Have we not often enough pointed out, in this connection, what a fundamental importance the Savior gave to this spirit of prayer? Looking out upon the world and upon the ages that were to come, He cried out in sorrow: “The harvest indeed is great, but the laborers are few” (see Matthew 9:37-38). What would He propose as the quickest way to spread His teaching? Would He ask His apostles to go to school in Athens, or to study, at Rome, under the Caesars, how to conquer and govern empires? You men of active zeal listen to the Master. He reveals a program and a principle full of light: “Pray ye therefore the Lord of the harvest that He send forth laborers into the harvest.” No mention of techniques of organization, of raising funds, building churches, or putting up schools. Only “pray ye”—Rogate. This one fundamental truth of prayer, and the spirit of prayer, is something the Master constantly repeated. Everything else, without exception, flows from it.
“Pray ye therefore!” If the faint murmur of supplication from a holy soul has more power to raise up legions of apostles than the eloquent voice of a recruiter of vocations, who has less of the spirit of God, what are we to conclude? Simply that the spirit of prayer, which goes hand in hand, in the true apostle, with zeal, will be the chief reason for the fruitfulness of his work.
“Pray ye therefore!” First of all, pray. Only after that, does our Lord add “going, teach… preach….” (see Matthew 10:7) Of course, God will make use of this other means; but the blessings that make a ministry fruitful are reserved for the prayers of a man of interior life. Such prayer will have the power to bring forth from the bosom of God the strength for an apostolate that souls cannot resist.
“Dear children! My motherly heart suffers tremendously as I look at my children who persistently put what is human before what is of God, at my children who, despite everything that surrounds them and despite all the signs that are sent to them, think that they can walk without my Son. They cannot! They are walking to eternal perdition. That is why I am gathering you, who are ready to open your heart to me, you who are ready to be apostles of my love, to help me; so that by living God’s love you may be an example to those who do not know it. May fasting and prayer give you strength in that, and I bless you with my motherly blessing in the Name of the Father, and of the Son, and of the Holy Spirit. Thank you.” -Our Lady of Medjugorje, in private revelation given to Mirjana Dragicevic-Soldo, on March 2, 2011
An excerpt from “Seeking the Heart of Christ: Christian Reflections on the Interior Life” by Saint Claude La Colombière:
I am astonished that it takes so much pain to be persuaded that one can be happy in adversity, seeing how one has seen so many miserable persons in the greatest prosperity. If there are invisible evils, is it impossible that there are secret sweetnesses?

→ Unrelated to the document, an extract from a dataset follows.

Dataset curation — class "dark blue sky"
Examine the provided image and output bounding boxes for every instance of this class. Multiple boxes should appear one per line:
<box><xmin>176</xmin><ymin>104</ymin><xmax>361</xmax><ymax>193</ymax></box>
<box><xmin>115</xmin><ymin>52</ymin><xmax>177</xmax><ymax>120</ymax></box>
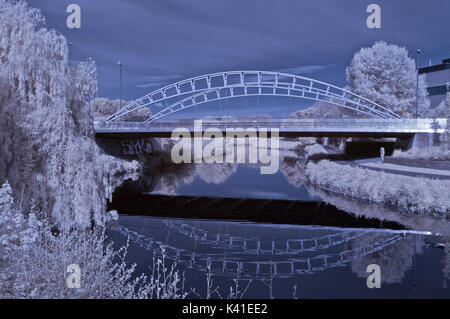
<box><xmin>28</xmin><ymin>0</ymin><xmax>450</xmax><ymax>116</ymax></box>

When God sends us crosses, He does it through the same principle of charity through which He willed that His only-begotten Son be crucified for us. “We are members of Jesus Christ, from which it follows,” says Saint Augustine, “that, as all that He endured on the day of His Passion and His death, we have endured in His Person, so, now, all that we suffer, He Himself suffers in our persons.”
Jesus Christ is the witness, the companion, and the author of our sufferings. He sees the evil that you suffer, He suffers the evil that you suffer, He makes the evil that you suffer. If we were enlightened enough to see our true advantages, we would ask for adversity…. That father who sees his son’s skull open suffers more than him, and thus, one must not believe that if it were not really useful to him, he would permit it….
Adversity is even necessary for the good in order to preserve them from corruption, like salt which consumes and preserves. This is a sign that God loves you and that He wants to be loved by you; He is jealous.